It's a design standard: place your important and/or often-used design elements in the upper right corner of your design. Take a look at the home page of some of your favorite sites. You'll notice convenient links to maps, contact us pages, search boxes, login/logout fields, and more -- and most of these elements are in the upper right corner of the page.
It's become so familiar that most of us know instantly that when we want to search or login, our eyes immediately check the upper-right hand corner first. Instead of going into the psychology of why that is, here's the reason I think a change is coming.
On the iPhone, your navigation is done through a touch-based system. To activate the home-screen, you hit a conveniently-placed home button on the bottom-center of the phone.
It's round and concave--perfectly (and intentionally) suited for thumbs, big and small. That being said, most people cradle their phone such that their thumb is always hovering near the home button. The iPhone is 4.5" tall. If you have a thumb that's long, congratulations on your pro basketball career. But if you have an average-size thumb like the rest of us, you'll have to move your thumb from the bottom of the screen to the top, or use a finger to do the same.

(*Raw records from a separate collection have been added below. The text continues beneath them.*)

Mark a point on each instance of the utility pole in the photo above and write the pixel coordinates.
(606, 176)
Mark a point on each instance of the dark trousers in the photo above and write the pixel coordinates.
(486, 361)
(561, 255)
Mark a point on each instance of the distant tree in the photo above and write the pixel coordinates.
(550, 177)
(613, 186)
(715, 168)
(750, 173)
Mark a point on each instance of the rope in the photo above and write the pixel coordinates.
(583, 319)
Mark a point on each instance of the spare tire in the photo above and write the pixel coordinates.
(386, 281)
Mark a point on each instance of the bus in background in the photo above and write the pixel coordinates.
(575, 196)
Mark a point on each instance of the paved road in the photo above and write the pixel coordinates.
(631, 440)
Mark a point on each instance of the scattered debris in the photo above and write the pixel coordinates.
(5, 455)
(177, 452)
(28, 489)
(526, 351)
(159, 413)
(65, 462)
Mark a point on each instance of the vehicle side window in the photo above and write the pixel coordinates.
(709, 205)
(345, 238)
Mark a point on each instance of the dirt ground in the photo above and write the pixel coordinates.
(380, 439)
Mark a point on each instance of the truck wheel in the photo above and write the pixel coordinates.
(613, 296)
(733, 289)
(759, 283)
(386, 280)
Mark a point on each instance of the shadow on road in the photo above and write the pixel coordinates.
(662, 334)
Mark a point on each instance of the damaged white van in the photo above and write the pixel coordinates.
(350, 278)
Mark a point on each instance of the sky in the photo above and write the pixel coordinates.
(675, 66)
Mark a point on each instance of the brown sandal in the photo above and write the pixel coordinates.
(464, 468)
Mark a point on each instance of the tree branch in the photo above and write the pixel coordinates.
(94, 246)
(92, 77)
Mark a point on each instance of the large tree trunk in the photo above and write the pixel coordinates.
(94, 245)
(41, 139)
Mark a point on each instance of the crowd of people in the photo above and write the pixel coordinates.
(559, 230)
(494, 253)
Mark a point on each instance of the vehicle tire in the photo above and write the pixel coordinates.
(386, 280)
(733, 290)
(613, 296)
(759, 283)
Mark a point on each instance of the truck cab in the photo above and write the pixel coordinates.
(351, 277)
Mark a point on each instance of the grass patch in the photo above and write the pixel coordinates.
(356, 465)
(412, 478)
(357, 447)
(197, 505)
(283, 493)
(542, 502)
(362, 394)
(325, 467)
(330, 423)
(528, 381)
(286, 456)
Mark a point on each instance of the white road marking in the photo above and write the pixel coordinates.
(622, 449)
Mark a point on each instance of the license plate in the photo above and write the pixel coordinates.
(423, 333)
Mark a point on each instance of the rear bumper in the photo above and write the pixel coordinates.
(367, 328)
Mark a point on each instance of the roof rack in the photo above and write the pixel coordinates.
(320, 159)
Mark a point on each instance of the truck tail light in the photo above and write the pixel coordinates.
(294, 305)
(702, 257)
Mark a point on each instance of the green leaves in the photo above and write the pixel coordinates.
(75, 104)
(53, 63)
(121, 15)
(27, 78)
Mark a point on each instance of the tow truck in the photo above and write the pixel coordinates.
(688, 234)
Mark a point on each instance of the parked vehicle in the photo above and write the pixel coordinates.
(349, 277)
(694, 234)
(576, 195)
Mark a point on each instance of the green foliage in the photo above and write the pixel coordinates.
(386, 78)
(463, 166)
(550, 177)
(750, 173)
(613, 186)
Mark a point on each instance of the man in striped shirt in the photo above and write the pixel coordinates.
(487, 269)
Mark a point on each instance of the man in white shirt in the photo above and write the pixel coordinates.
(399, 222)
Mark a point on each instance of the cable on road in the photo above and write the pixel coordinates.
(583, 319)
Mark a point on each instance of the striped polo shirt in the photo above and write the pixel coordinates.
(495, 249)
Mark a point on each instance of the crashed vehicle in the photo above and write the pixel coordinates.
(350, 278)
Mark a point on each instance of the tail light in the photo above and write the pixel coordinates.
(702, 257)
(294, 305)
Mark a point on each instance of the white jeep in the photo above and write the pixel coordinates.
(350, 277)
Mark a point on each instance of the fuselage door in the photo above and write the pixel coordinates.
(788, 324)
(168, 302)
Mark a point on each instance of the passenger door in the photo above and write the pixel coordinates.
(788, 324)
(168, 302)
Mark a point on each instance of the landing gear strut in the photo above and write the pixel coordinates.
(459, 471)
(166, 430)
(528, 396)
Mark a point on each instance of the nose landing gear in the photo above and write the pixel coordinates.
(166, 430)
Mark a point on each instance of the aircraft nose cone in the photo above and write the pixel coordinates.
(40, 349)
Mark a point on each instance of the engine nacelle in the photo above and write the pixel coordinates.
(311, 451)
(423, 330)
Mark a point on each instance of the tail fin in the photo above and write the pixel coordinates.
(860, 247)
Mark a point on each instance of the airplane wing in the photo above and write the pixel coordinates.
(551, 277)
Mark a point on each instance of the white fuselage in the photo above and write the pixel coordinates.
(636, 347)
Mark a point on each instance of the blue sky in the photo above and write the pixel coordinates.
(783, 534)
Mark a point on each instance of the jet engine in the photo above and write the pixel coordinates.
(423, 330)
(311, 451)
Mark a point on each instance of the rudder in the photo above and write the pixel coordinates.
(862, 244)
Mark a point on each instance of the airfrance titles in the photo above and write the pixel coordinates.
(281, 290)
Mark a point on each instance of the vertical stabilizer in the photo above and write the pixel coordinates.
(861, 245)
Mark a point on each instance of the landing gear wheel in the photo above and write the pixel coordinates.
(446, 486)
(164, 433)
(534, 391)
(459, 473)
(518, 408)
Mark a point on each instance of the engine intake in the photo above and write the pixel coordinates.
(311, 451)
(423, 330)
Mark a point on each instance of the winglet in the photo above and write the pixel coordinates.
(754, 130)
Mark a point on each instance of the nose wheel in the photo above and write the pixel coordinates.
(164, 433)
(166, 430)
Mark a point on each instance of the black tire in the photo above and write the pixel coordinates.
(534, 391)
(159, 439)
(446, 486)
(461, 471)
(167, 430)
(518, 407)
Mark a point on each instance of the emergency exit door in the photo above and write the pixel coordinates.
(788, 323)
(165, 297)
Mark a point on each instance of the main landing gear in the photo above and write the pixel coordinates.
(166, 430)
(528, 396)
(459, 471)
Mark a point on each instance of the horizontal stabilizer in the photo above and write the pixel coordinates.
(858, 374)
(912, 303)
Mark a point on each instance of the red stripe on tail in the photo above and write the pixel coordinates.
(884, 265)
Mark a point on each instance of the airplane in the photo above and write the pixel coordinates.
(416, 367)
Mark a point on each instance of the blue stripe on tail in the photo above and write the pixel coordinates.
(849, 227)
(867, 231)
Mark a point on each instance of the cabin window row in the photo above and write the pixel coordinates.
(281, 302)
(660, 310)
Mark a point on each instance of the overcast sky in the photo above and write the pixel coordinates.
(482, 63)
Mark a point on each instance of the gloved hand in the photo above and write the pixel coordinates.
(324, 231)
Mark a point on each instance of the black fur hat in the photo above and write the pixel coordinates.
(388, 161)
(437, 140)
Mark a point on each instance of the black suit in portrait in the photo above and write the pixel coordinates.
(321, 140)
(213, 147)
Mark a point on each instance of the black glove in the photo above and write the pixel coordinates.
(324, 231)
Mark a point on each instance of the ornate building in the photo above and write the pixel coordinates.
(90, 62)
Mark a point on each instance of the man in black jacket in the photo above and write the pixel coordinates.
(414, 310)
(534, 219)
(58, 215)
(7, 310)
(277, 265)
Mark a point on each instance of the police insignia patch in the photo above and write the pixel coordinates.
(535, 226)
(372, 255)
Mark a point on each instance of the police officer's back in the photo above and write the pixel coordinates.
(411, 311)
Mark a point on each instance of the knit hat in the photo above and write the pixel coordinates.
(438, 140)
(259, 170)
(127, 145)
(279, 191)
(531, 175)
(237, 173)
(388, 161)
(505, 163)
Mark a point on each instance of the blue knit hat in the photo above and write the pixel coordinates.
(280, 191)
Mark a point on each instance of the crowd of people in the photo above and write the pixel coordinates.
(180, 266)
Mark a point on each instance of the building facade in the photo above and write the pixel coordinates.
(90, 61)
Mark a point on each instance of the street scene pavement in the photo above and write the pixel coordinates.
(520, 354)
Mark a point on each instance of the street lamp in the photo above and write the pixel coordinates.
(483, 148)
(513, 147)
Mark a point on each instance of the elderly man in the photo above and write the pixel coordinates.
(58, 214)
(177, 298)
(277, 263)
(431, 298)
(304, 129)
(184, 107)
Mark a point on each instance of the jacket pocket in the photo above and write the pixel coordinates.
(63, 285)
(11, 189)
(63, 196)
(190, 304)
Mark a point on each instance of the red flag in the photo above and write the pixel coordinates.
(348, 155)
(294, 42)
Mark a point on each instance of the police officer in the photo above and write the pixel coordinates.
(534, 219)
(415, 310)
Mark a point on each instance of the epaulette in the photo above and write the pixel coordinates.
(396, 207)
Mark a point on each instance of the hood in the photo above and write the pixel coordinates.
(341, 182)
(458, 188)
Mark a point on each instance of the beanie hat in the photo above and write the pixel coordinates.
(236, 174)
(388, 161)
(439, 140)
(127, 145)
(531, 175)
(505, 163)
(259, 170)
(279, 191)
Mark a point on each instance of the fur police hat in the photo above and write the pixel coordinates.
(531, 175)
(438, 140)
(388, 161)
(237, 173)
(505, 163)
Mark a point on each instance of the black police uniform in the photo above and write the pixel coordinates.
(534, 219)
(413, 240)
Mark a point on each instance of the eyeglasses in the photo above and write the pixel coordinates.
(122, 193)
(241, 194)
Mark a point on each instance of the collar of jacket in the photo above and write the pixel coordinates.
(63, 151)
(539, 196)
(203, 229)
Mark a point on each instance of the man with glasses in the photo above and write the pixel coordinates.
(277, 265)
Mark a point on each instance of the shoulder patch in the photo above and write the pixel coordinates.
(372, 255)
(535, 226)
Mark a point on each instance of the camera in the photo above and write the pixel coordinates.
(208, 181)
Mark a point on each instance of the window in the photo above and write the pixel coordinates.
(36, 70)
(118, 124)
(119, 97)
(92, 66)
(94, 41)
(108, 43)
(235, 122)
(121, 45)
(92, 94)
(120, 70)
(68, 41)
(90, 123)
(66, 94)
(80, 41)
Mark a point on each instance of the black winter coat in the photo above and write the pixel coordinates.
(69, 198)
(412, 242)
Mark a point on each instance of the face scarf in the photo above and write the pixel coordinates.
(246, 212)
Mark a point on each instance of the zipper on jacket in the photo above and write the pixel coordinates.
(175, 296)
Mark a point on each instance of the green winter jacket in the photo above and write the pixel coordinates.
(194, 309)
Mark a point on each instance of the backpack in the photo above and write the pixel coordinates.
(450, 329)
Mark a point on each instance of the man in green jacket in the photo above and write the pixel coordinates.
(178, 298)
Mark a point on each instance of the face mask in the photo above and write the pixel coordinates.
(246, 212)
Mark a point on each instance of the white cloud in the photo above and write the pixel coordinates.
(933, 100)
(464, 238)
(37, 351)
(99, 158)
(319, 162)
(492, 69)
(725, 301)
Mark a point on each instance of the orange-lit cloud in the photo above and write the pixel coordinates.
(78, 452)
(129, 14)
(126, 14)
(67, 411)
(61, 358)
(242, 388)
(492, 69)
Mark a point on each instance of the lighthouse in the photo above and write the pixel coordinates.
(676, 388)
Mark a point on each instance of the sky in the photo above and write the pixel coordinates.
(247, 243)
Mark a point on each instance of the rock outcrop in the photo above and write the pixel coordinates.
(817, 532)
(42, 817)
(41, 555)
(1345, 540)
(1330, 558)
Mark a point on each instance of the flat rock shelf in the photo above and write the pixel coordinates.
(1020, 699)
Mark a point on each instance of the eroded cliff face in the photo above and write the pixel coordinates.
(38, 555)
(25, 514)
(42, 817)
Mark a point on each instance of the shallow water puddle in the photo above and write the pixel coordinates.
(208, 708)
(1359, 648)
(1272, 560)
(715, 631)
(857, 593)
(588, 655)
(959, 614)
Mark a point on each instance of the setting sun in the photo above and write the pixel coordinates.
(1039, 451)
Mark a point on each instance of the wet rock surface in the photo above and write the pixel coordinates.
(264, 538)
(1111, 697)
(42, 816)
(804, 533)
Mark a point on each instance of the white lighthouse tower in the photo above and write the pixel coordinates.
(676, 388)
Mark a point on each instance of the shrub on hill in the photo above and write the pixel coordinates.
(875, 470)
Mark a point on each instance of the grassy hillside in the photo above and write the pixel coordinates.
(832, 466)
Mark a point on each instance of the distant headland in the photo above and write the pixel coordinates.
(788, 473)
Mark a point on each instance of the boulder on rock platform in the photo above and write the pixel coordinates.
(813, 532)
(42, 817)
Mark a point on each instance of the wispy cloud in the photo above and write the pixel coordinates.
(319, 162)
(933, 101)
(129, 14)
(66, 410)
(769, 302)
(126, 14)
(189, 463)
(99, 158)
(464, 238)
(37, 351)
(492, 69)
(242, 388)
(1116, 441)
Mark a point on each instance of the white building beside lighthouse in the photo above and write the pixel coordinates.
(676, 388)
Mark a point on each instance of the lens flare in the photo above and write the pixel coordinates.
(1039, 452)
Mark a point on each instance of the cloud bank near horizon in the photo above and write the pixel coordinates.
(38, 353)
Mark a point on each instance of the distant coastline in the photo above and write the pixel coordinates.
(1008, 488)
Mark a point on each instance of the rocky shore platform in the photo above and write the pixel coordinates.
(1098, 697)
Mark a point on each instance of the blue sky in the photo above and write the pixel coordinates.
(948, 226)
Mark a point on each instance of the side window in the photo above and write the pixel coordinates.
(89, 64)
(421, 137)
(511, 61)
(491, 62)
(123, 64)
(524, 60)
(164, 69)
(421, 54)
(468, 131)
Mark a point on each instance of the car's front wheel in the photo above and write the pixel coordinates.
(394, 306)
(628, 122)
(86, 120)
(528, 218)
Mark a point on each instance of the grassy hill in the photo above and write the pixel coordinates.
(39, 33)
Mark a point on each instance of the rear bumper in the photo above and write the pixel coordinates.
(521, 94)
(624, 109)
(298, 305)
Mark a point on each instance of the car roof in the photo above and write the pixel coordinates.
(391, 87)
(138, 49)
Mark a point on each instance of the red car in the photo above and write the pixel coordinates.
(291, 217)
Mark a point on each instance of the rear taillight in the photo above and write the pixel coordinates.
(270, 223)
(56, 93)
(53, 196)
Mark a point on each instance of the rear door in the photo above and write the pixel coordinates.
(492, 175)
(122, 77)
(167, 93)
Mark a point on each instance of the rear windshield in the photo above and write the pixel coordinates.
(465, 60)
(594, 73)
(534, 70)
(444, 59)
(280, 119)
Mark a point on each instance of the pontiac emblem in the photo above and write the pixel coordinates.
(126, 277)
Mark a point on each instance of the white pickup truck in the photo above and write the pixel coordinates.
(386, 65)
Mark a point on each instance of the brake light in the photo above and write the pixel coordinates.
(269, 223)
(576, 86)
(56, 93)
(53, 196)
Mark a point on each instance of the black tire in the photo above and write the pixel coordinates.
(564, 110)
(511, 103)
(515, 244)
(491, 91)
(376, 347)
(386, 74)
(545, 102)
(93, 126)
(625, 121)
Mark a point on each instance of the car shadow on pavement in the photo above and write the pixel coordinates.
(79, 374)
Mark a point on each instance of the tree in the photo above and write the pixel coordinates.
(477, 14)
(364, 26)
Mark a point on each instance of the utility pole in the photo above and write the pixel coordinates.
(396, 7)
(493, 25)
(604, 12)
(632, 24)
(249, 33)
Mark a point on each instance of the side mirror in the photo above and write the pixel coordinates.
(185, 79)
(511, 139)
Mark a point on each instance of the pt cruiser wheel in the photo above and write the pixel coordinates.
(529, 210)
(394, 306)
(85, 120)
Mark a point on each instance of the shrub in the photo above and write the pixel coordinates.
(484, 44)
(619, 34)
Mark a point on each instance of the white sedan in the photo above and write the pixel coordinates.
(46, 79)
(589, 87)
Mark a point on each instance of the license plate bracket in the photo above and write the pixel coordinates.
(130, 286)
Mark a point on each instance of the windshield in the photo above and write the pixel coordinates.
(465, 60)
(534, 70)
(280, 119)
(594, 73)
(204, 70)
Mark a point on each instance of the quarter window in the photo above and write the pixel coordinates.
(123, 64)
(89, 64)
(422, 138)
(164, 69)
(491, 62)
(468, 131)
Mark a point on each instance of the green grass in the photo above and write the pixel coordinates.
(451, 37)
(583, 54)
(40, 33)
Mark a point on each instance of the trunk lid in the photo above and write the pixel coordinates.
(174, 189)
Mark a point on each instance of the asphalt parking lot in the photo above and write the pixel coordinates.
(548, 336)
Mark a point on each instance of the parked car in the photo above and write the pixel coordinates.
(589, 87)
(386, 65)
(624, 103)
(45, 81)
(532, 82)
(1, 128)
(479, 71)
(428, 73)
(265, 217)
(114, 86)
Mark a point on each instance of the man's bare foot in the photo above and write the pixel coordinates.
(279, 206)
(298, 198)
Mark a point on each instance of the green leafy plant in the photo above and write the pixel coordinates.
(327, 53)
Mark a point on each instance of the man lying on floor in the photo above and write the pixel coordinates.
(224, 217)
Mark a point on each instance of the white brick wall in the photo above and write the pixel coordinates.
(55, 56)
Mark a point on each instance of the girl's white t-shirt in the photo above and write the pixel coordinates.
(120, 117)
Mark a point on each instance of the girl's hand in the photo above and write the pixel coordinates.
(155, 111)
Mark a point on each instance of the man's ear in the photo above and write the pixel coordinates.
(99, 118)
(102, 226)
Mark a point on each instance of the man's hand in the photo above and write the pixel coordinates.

My thumb's range can comfortably cover the bottom 2 or 3 out of 5 rows. So, for convenience and speed, I've reorganized my icons so that the most-used ones are near the bottom of the iPhone's screen. Apple does this too, with "Phone," "Mail," "Safari," and "iPod" organized by default as the bottom-row on all their iPhones.
This is quite a bit different design pattern than what we are traditionally used to: placing often-used elements at the bottom of our designs. As touch-screens rapidly appear on our phones, and will eventually make their way to our laptops and desktops, we will see different design paradigms that shift the focus of icons, elements, input fields, and more to the bottom of our screens, rather than the top.